Radicalising the family
While mother-child terrorist acts are a rare phenomenon, terrorists
undertaking violent attacks alongside family members are not.
Given the hardships and risks associated with radical activism, one
would suspect that jihadis would seek to shield their family members
from harm. But there are numerous examples of terrorists turning to
their spouses and extended families – and now, it appears, their
children – for recruits, either as homegrown terrorists or as foreign
fighters.
A report by
Mohammed Hafez, a specialist in Islamist movements, political
militancy, and violent radicalisation, shows there are countless
examples throughout recent history.
A study on the Italian Red Brigades in the 1970s and 80s found almost 25
percent of the militants “had at least one relative, usually husband or
wife, brother or sister” in the movement.
More recently, the 2015 San Bernadino shooters were husband and wife;
six of the 19 hijackers in 9/11 were brothers; the Boston bombings were
perpetrated by the Tsarnaev brothers; the Charlie Hebdo massacre, the
Kouachi brothers; and the Paris attacks by the Abdeslam brothers.
The insular nature of the family unit makes co-radicalisation easy and combatting it incredibly difficult.
“It’s no longer only about men,” says Nava. “The programmes need to engage with their wives and their children.”
NGOs and government groups are beginning to do this in Indonesia. Dete’s
group SeRVE Indonesi is running working groups with vulnerable women
that aims to socialise and empower them to break free of the radicalised
dogma.
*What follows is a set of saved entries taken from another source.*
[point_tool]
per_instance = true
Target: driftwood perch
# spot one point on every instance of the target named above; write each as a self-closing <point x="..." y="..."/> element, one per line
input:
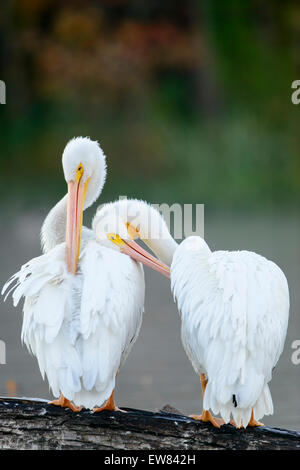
<point x="33" y="424"/>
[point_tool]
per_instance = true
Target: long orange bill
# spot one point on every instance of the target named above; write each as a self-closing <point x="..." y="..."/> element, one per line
<point x="76" y="193"/>
<point x="136" y="252"/>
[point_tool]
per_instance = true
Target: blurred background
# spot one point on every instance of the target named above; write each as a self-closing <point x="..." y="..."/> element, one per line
<point x="191" y="102"/>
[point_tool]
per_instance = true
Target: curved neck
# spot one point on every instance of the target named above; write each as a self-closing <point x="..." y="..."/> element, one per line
<point x="53" y="229"/>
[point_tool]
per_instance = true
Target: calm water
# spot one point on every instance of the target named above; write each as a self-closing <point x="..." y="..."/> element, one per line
<point x="157" y="371"/>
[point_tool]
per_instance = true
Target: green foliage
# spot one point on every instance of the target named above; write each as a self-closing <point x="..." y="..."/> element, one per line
<point x="190" y="104"/>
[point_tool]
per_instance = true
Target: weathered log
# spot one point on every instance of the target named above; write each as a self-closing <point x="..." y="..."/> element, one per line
<point x="34" y="424"/>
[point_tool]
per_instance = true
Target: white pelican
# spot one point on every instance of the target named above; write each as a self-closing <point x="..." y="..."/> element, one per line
<point x="83" y="308"/>
<point x="234" y="309"/>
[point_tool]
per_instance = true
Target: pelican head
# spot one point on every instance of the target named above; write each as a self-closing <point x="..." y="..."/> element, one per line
<point x="85" y="171"/>
<point x="116" y="227"/>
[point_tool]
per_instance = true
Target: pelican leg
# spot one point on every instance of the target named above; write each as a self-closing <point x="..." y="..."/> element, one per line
<point x="253" y="421"/>
<point x="109" y="405"/>
<point x="65" y="403"/>
<point x="206" y="416"/>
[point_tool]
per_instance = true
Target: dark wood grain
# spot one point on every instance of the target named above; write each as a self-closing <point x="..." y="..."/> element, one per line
<point x="34" y="424"/>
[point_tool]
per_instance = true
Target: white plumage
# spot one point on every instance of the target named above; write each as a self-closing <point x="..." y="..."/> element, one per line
<point x="234" y="308"/>
<point x="81" y="328"/>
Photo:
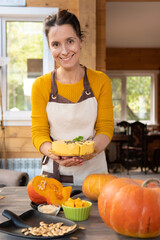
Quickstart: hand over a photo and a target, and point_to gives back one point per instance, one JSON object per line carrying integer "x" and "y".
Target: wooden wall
{"x": 16, "y": 142}
{"x": 135, "y": 59}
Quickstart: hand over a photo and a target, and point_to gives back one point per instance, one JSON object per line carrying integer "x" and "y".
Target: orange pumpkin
{"x": 130, "y": 209}
{"x": 47, "y": 190}
{"x": 93, "y": 184}
{"x": 59, "y": 196}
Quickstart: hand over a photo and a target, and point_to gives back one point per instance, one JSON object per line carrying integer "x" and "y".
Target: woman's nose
{"x": 64, "y": 49}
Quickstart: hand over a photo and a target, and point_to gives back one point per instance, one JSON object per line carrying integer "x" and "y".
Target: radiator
{"x": 30, "y": 165}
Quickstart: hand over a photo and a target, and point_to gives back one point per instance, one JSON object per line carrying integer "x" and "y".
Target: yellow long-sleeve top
{"x": 41, "y": 89}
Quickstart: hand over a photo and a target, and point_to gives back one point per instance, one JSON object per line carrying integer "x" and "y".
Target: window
{"x": 134, "y": 96}
{"x": 24, "y": 42}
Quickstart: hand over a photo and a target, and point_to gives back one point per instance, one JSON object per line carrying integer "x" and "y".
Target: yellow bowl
{"x": 77, "y": 214}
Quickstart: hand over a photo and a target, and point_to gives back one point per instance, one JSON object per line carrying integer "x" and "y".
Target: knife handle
{"x": 14, "y": 218}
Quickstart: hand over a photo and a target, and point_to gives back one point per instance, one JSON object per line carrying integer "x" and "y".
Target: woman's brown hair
{"x": 61, "y": 18}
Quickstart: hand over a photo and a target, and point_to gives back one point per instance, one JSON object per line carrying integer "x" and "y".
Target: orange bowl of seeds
{"x": 76, "y": 209}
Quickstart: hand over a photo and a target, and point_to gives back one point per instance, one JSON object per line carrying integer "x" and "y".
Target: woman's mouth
{"x": 66, "y": 59}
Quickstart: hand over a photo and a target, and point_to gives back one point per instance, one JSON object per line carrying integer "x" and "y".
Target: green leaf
{"x": 80, "y": 138}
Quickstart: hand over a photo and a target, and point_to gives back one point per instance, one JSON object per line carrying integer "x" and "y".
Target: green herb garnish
{"x": 78, "y": 139}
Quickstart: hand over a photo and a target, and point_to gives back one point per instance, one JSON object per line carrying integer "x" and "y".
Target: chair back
{"x": 125, "y": 125}
{"x": 138, "y": 135}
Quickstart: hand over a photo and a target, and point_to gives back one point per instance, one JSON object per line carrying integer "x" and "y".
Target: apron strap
{"x": 54, "y": 89}
{"x": 86, "y": 82}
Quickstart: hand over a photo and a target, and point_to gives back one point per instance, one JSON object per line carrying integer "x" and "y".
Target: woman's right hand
{"x": 66, "y": 161}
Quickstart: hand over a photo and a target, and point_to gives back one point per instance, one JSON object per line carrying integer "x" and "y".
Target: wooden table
{"x": 17, "y": 201}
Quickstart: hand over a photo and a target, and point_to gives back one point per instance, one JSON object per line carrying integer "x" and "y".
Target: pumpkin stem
{"x": 149, "y": 180}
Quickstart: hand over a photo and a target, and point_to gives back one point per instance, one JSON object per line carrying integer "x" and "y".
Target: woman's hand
{"x": 67, "y": 161}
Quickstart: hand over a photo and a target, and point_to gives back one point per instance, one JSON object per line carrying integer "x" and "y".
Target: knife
{"x": 15, "y": 219}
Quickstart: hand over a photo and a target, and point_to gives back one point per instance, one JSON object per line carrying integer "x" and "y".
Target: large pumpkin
{"x": 130, "y": 209}
{"x": 47, "y": 190}
{"x": 93, "y": 184}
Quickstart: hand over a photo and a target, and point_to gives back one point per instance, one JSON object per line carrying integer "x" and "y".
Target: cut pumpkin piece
{"x": 39, "y": 187}
{"x": 58, "y": 197}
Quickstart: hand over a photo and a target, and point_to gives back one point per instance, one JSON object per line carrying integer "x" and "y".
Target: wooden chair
{"x": 125, "y": 125}
{"x": 134, "y": 155}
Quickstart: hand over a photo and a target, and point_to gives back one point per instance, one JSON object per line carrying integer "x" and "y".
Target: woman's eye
{"x": 55, "y": 44}
{"x": 70, "y": 41}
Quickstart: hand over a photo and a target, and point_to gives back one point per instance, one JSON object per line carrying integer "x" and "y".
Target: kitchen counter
{"x": 17, "y": 200}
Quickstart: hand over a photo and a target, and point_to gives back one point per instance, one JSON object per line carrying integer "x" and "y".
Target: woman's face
{"x": 65, "y": 45}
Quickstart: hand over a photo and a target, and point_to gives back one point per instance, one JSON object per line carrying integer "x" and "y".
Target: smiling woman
{"x": 69, "y": 102}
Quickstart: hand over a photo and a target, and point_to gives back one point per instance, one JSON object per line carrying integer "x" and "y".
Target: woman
{"x": 71, "y": 101}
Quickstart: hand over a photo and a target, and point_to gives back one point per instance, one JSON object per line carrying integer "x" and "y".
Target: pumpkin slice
{"x": 58, "y": 197}
{"x": 39, "y": 186}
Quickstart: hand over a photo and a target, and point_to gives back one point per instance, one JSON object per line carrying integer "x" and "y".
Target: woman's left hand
{"x": 70, "y": 161}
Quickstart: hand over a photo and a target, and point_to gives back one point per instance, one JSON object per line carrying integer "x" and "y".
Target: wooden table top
{"x": 17, "y": 200}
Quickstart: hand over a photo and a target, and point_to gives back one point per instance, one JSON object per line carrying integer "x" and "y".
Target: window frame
{"x": 31, "y": 14}
{"x": 154, "y": 92}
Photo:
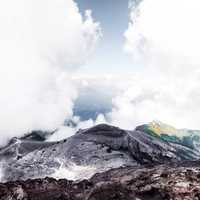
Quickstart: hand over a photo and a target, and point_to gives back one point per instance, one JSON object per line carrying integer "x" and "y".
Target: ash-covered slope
{"x": 93, "y": 150}
{"x": 130, "y": 183}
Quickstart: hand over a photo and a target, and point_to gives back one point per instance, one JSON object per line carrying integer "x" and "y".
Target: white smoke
{"x": 163, "y": 39}
{"x": 42, "y": 42}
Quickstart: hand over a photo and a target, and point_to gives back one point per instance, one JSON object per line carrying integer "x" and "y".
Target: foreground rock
{"x": 129, "y": 183}
{"x": 99, "y": 148}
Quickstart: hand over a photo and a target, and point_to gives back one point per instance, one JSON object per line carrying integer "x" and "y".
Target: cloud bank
{"x": 163, "y": 39}
{"x": 42, "y": 42}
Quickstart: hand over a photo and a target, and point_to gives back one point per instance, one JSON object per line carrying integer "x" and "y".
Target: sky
{"x": 127, "y": 65}
{"x": 113, "y": 17}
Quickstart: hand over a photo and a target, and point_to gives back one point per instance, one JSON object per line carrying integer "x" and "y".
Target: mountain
{"x": 162, "y": 182}
{"x": 96, "y": 150}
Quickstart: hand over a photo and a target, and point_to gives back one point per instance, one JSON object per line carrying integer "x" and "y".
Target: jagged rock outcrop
{"x": 102, "y": 147}
{"x": 163, "y": 182}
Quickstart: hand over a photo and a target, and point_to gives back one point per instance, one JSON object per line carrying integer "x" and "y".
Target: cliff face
{"x": 130, "y": 183}
{"x": 99, "y": 148}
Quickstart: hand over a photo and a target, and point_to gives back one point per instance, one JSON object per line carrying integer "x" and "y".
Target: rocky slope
{"x": 163, "y": 182}
{"x": 89, "y": 151}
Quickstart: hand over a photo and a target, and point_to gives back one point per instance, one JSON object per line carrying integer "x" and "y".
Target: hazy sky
{"x": 113, "y": 16}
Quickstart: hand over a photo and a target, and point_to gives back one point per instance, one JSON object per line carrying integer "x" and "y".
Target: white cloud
{"x": 163, "y": 38}
{"x": 41, "y": 43}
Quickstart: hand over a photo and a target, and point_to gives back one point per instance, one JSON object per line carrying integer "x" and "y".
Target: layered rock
{"x": 99, "y": 148}
{"x": 181, "y": 182}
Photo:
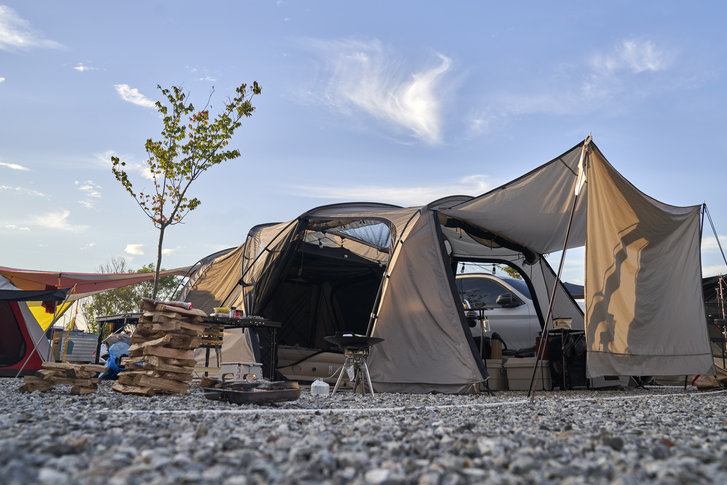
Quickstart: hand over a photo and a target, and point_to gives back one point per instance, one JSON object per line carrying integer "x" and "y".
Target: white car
{"x": 507, "y": 305}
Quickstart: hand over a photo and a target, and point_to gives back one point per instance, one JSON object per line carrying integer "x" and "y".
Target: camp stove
{"x": 356, "y": 350}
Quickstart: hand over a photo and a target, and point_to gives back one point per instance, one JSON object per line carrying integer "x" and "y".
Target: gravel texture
{"x": 661, "y": 435}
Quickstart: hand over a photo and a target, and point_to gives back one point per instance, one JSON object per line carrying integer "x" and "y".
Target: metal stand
{"x": 356, "y": 357}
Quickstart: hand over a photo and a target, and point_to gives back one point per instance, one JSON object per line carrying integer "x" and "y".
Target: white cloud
{"x": 132, "y": 95}
{"x": 23, "y": 190}
{"x": 13, "y": 166}
{"x": 632, "y": 56}
{"x": 16, "y": 33}
{"x": 709, "y": 243}
{"x": 89, "y": 188}
{"x": 594, "y": 84}
{"x": 131, "y": 165}
{"x": 134, "y": 249}
{"x": 56, "y": 221}
{"x": 364, "y": 77}
{"x": 14, "y": 227}
{"x": 714, "y": 270}
{"x": 81, "y": 67}
{"x": 406, "y": 196}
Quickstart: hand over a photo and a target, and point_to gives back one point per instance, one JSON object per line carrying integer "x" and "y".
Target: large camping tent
{"x": 389, "y": 272}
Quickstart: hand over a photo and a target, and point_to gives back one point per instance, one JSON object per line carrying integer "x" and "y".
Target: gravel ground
{"x": 662, "y": 435}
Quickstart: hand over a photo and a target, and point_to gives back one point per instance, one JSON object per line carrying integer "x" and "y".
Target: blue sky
{"x": 399, "y": 102}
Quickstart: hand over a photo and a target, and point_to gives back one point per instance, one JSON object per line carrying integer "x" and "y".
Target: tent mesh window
{"x": 12, "y": 342}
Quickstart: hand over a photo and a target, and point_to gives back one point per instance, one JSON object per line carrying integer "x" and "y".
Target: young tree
{"x": 190, "y": 144}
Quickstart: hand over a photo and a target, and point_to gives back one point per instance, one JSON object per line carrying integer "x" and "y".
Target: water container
{"x": 319, "y": 388}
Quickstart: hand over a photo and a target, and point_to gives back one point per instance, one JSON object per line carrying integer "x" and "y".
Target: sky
{"x": 400, "y": 102}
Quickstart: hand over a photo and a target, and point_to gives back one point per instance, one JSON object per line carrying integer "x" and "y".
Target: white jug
{"x": 319, "y": 388}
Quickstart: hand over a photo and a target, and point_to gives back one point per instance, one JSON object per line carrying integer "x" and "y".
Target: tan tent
{"x": 389, "y": 272}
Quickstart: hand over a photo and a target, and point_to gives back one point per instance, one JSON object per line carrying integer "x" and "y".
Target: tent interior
{"x": 323, "y": 291}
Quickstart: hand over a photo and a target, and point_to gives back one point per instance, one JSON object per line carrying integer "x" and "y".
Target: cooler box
{"x": 498, "y": 379}
{"x": 519, "y": 371}
{"x": 238, "y": 371}
{"x": 609, "y": 382}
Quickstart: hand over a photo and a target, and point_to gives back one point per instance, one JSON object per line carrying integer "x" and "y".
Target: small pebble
{"x": 662, "y": 435}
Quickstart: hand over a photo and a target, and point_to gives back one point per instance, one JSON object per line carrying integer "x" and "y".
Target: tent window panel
{"x": 480, "y": 292}
{"x": 12, "y": 342}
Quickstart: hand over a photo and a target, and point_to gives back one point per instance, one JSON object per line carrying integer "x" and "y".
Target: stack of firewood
{"x": 83, "y": 378}
{"x": 161, "y": 356}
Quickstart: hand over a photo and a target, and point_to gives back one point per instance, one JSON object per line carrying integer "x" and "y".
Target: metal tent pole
{"x": 580, "y": 180}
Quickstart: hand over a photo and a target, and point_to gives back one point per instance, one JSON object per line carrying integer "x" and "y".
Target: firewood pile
{"x": 161, "y": 356}
{"x": 83, "y": 378}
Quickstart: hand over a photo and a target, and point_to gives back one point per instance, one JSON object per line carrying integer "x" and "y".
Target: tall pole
{"x": 580, "y": 180}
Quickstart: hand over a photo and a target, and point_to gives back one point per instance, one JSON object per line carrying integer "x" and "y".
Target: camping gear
{"x": 257, "y": 391}
{"x": 74, "y": 345}
{"x": 83, "y": 378}
{"x": 519, "y": 371}
{"x": 241, "y": 370}
{"x": 319, "y": 388}
{"x": 388, "y": 272}
{"x": 355, "y": 351}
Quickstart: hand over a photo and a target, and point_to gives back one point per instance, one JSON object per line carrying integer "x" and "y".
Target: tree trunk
{"x": 159, "y": 262}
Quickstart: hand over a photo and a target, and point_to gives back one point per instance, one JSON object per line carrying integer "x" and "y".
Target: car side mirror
{"x": 508, "y": 300}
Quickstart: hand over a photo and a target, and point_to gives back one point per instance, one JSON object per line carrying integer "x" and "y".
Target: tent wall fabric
{"x": 644, "y": 313}
{"x": 20, "y": 332}
{"x": 19, "y": 335}
{"x": 426, "y": 344}
{"x": 645, "y": 308}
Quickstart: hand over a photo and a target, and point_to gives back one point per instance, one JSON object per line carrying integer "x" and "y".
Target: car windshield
{"x": 519, "y": 285}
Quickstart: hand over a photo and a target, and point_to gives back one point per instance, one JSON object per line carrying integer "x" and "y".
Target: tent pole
{"x": 714, "y": 230}
{"x": 374, "y": 315}
{"x": 56, "y": 315}
{"x": 544, "y": 334}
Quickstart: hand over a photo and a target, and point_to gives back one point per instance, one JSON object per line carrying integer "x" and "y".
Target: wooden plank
{"x": 175, "y": 341}
{"x": 93, "y": 367}
{"x": 58, "y": 365}
{"x": 157, "y": 361}
{"x": 164, "y": 352}
{"x": 81, "y": 390}
{"x": 124, "y": 389}
{"x": 163, "y": 384}
{"x": 73, "y": 382}
{"x": 28, "y": 387}
{"x": 133, "y": 377}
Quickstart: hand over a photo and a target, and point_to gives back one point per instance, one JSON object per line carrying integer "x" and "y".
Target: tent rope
{"x": 711, "y": 223}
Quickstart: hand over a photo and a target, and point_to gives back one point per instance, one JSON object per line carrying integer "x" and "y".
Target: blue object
{"x": 113, "y": 364}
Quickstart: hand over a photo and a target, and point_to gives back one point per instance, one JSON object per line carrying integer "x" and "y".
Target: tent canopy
{"x": 644, "y": 311}
{"x": 84, "y": 284}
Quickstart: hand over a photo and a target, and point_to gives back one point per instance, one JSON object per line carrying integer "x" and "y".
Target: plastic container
{"x": 319, "y": 388}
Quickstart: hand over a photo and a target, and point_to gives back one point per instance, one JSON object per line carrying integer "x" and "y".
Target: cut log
{"x": 81, "y": 390}
{"x": 140, "y": 391}
{"x": 165, "y": 352}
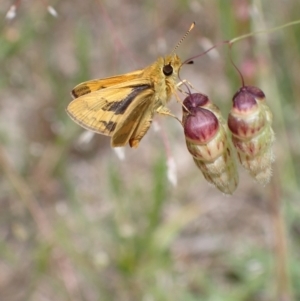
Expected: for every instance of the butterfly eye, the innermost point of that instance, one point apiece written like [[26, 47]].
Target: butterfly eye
[[167, 70]]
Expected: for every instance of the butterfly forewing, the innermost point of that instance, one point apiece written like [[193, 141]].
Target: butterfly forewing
[[98, 84], [107, 111]]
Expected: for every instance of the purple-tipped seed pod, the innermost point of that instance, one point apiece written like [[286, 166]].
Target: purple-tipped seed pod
[[250, 122], [207, 140]]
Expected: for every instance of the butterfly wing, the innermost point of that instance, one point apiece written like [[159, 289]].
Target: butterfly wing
[[136, 121], [116, 109], [98, 84]]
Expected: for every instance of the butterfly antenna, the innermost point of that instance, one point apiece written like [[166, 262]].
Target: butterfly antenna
[[186, 34]]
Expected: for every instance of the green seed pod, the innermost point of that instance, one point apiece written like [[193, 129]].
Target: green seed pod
[[250, 122], [207, 140]]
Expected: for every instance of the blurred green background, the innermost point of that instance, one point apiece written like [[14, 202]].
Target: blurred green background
[[78, 223]]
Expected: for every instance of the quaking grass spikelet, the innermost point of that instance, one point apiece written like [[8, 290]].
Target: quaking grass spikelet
[[208, 142], [250, 122]]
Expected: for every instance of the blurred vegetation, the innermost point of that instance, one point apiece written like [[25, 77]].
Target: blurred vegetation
[[77, 223]]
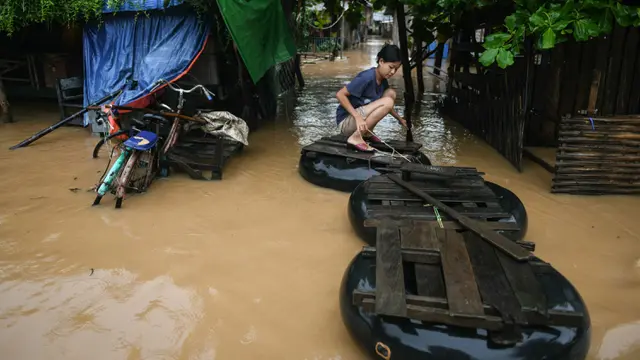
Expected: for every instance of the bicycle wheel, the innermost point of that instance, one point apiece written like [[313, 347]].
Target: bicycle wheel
[[145, 170], [99, 145], [125, 177]]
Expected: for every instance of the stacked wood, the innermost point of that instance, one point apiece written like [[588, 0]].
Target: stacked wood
[[598, 156], [460, 279], [196, 152]]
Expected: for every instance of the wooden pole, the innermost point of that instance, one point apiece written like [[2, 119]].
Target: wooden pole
[[439, 55], [409, 96], [419, 67], [5, 109]]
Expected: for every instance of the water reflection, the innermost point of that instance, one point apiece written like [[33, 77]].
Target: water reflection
[[112, 310]]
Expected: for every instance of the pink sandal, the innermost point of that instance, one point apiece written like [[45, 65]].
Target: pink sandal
[[360, 147], [374, 139]]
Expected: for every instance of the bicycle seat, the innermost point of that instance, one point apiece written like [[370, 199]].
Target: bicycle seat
[[152, 117], [142, 141]]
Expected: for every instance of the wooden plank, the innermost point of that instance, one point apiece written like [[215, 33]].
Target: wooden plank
[[390, 296], [417, 256], [404, 221], [634, 96], [587, 63], [429, 280], [570, 75], [492, 282], [524, 284], [462, 291], [626, 73], [408, 197], [419, 236], [613, 70], [476, 212], [602, 61], [494, 238], [555, 317]]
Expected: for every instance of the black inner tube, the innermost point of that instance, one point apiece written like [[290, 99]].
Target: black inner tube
[[358, 213], [340, 173], [415, 340]]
Women are trained to then take that message to others they
suspect are susceptible to extremist messaging or whose husbands are
involved in with extremist groups.
But that only works for those who have been identified, says Nava. The
secretive and cunning nature of many people’s radicalisation means some
threats are much harder to target.
“For those sympathisers who are not even active online, who keep it very, very secret, there really isn’t anything we can do.”